Baskets have been a centralized part of culture for thousands of years. With the need to hold berries during harvest or acorns while they dry, Native Americans long ago mastered the art of sourcing natural products to use in basketry. Through trial and error, tribes learned which portions of what plants could help with the task, and we all now get to benefit from that knowledge.
Tribes throughout the world became masters of understanding the changing seasons and how that affected the plants they relied on. For example, tribes in the Pacific Northwest sourced bark from ash trees while it was malleable during a short, three-week period in early spring. They discovered that outside this narrow window, the bark was too dry and brittle. The age of the plant also makes a difference. While some plants need to mature before providing adequate materials, others need to be sourced while they are young.
With this background of knowledge, the modern gardener and basket enthusiast can grow and source materials directly from his or her own yard. What a way to rediscover primitive skills and produce a beautiful product from your own property.
Here are a variety of options you can choose from when planning your basketry garden.
Ash trees are fairly fast growing so a grove of them will eventually provide materials for a plethora of baskets. Most commonly ash trees are cut down for the process of basket making so make sure that you select a very mature tree by taking a core sample. Your sample should show thick, mature growth rings. Once fell and debarked, those rings will become the material for your baskets so you want them to be thick enough to work with without breaking easily.
Perhaps the most ubiquitous basket material comes from the willow. Inasmuch, there are a variety of willow species you can use. Depending on your preferences and end goal, there are even different ways to grow the willow. Some basket weavers prefer to coppice the willow, which means cutting it down to the ground during winter. Other weavers are happy to source basket materials from just the dead or errant growth while allowing the tree to grow naturally. Three common varietals for basket making are Salix triandra, Salix viminalis, and Salix purpurea.
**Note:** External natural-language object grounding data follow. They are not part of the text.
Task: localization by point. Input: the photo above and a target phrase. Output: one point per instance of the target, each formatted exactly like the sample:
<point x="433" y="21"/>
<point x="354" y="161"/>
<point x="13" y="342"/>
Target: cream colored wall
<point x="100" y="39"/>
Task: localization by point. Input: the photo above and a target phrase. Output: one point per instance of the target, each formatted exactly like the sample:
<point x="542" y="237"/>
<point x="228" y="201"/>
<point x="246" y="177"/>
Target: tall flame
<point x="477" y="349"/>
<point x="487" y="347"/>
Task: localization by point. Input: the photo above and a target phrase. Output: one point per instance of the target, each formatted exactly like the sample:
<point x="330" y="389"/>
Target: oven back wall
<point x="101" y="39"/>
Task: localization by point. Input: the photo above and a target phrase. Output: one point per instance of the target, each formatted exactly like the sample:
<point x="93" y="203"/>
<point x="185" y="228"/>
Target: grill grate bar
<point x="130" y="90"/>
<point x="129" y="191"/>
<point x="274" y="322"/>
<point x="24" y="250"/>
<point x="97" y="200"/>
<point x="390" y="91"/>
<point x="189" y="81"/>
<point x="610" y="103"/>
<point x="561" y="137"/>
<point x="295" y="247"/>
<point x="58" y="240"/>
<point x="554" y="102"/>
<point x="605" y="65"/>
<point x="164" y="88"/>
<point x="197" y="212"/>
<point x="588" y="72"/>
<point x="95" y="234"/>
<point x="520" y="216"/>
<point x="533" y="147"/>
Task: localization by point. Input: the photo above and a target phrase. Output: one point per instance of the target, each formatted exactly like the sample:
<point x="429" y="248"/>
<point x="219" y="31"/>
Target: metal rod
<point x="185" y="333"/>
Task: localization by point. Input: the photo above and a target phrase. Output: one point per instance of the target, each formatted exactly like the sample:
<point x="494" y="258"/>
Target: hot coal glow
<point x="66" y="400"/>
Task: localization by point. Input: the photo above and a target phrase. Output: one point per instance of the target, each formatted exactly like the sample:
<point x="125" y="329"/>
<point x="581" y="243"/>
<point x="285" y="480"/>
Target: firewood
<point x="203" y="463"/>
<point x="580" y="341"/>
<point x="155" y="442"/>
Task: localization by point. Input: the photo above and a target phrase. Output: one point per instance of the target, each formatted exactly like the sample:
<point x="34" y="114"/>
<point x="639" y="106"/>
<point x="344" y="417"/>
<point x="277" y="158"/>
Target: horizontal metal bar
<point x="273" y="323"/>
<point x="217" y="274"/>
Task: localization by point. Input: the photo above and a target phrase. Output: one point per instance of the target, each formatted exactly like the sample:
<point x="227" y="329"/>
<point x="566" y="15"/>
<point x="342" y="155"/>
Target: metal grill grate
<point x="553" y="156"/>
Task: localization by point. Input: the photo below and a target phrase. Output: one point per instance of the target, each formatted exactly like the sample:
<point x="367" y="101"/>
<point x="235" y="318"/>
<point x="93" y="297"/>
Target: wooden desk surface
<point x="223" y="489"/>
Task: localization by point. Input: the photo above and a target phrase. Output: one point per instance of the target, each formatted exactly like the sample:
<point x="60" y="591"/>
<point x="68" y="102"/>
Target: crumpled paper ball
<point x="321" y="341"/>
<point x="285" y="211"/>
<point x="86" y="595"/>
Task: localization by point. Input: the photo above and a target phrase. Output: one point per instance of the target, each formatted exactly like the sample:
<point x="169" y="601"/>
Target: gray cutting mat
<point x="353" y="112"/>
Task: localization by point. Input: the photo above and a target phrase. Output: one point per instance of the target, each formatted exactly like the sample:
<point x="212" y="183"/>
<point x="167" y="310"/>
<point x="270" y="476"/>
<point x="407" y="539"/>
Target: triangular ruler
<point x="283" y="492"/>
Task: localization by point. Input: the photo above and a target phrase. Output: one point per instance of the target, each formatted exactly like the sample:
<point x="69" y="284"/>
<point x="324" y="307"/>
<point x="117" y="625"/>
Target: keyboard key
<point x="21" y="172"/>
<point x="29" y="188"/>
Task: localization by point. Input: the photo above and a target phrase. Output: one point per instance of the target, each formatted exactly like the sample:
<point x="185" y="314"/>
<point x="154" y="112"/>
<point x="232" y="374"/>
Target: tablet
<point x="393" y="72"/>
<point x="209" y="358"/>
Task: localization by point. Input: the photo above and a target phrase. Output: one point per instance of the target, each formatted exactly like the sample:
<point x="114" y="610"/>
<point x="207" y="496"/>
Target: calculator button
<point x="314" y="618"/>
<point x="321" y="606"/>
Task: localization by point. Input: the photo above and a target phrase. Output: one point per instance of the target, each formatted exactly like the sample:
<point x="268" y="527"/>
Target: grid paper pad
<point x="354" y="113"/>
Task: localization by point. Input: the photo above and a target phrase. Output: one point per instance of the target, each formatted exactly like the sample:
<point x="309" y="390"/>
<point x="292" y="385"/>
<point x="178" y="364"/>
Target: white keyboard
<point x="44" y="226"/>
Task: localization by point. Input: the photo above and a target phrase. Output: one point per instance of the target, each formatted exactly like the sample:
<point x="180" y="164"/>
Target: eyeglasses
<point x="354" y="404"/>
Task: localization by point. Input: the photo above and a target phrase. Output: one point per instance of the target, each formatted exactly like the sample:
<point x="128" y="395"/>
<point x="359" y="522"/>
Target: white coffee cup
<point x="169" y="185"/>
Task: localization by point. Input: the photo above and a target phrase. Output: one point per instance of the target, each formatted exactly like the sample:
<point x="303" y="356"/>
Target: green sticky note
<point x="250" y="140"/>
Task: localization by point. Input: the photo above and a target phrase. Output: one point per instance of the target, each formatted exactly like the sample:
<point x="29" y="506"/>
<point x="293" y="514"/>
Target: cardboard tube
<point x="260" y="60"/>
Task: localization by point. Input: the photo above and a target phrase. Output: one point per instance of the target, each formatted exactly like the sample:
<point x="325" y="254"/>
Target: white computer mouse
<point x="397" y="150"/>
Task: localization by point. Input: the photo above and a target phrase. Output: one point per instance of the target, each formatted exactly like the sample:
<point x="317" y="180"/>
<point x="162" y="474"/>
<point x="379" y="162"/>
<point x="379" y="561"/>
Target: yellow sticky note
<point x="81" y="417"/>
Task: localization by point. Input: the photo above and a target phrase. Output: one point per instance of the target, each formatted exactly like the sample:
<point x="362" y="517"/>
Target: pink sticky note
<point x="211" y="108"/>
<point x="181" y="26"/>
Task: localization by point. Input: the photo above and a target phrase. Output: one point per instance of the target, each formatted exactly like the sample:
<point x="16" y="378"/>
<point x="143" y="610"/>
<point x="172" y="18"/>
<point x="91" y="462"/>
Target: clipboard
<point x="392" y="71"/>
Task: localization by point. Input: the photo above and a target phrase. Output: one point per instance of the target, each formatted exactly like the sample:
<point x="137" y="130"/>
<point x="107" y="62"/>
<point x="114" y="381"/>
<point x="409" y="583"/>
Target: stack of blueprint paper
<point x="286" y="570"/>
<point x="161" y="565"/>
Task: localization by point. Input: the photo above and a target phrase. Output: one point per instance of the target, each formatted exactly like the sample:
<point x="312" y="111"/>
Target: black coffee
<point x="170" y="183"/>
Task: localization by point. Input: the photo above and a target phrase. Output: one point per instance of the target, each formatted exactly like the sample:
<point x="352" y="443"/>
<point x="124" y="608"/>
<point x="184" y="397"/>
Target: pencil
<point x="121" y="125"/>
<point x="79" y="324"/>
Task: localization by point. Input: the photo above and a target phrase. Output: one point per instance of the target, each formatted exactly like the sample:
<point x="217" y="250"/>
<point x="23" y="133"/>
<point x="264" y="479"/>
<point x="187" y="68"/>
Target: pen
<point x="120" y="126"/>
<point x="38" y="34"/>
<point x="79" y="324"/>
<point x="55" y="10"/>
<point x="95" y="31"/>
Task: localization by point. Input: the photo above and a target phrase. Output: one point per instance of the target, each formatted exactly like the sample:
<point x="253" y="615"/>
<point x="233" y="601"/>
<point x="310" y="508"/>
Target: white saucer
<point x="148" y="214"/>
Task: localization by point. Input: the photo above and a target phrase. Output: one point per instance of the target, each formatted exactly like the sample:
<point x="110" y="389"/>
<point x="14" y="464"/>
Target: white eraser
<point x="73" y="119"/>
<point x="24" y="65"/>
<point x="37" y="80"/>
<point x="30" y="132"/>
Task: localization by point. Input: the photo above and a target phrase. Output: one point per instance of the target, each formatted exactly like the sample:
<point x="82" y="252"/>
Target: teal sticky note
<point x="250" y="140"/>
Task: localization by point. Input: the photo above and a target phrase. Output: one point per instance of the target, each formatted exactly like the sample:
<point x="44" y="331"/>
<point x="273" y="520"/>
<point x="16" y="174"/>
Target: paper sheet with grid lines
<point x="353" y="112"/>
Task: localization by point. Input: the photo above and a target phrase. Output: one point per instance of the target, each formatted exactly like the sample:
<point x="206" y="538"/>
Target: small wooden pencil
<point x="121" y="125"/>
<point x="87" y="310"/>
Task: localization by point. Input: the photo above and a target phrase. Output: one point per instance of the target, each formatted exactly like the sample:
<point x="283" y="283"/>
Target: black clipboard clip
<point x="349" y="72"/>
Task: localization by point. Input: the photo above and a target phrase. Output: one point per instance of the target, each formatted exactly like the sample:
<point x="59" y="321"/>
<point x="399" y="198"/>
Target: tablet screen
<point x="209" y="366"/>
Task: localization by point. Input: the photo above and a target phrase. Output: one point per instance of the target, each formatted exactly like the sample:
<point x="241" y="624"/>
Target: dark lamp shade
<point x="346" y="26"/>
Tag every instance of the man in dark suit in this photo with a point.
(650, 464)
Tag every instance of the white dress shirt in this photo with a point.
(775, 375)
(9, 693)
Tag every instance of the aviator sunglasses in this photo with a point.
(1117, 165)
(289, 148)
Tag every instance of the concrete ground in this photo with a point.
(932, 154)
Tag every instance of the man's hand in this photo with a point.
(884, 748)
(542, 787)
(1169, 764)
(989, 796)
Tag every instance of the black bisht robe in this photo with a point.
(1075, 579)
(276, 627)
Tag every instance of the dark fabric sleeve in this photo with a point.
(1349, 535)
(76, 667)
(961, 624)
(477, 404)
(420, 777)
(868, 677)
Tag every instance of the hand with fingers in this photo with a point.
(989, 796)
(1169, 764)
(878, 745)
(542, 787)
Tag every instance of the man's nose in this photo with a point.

The bark of the poplar tree is another option for your basket weaving supply. Poplar trees grow quickly, shooting up over three feet per year, which makes them a popular and sustainable option. However, since only the sapling bark is used once the tree is cut, make sure you have another use for the rest of the tree, such as firewood or mulching chips. To harvest, choose a poplar with a base about 4-6” wide. Cut the tree down during the spring when sap content is high. Use a knife to strip the bark away from the tree. A leather strap cutter can also provide strips of bark. If you are not using your bark right away, roll it up inside out and bind it for later use. When you are ready to make your basket, soak or boil the bark to prepare it.
Most people are familiar with the common hazelnut, called a filbert in some regions. The commercially sourced hazel, however, is different from the native hazel that grows wild. They share many similarities, but basket weavers, including generations of Native Americans, rely on the native species for their basketry needs. The key to sourcing hazel for basket making is to select young branches that are flexible and strong. This means looking for branches that are no more than three years old. If the wood is too mature it is less flexible and harder to work with. Plan to collect your hazel during the spring when the leaves are beginning to develop. This typically means sourcing materials a year ahead of time. Look for sticks that are long, thin, and straight. Burning out hazel periodically enhances the development of strong young plants.
Due to organic growth pattern and strength, vines make a natural choice for basket making. Of course, vines can be invasive so you will want to contain, train, and monitor them while they grow. These materials are great for a looser style of weaving and can be sources from a variety of flexible materials such as honeysuckle, grape, bittersweet, and wisteria. Harvest the vines during the winter if they are available. Get to them before they begin to bloom in the spring.
Since rattan palm is mostly associated with the South Pacific, it may not be a viable material you can source from your yard. However, if you are lucky enough that palm grows well in your region, it’s another natural choice for basket making. Fibers from the center of the plant are commonly used in rattan furniture, laundry baskets, etc. However, this is a different material than the actual reed that is the layer below the rattan.
Another version of a reed, grass has been used as a basket material since the beginning of the craft for very good reasons. Grass is one of the easiest and fastest materials to grow for basketry. Look for varieties with a thick blade, preferably those that grow a few feet tall. Sea grass and sweet grass are two examples.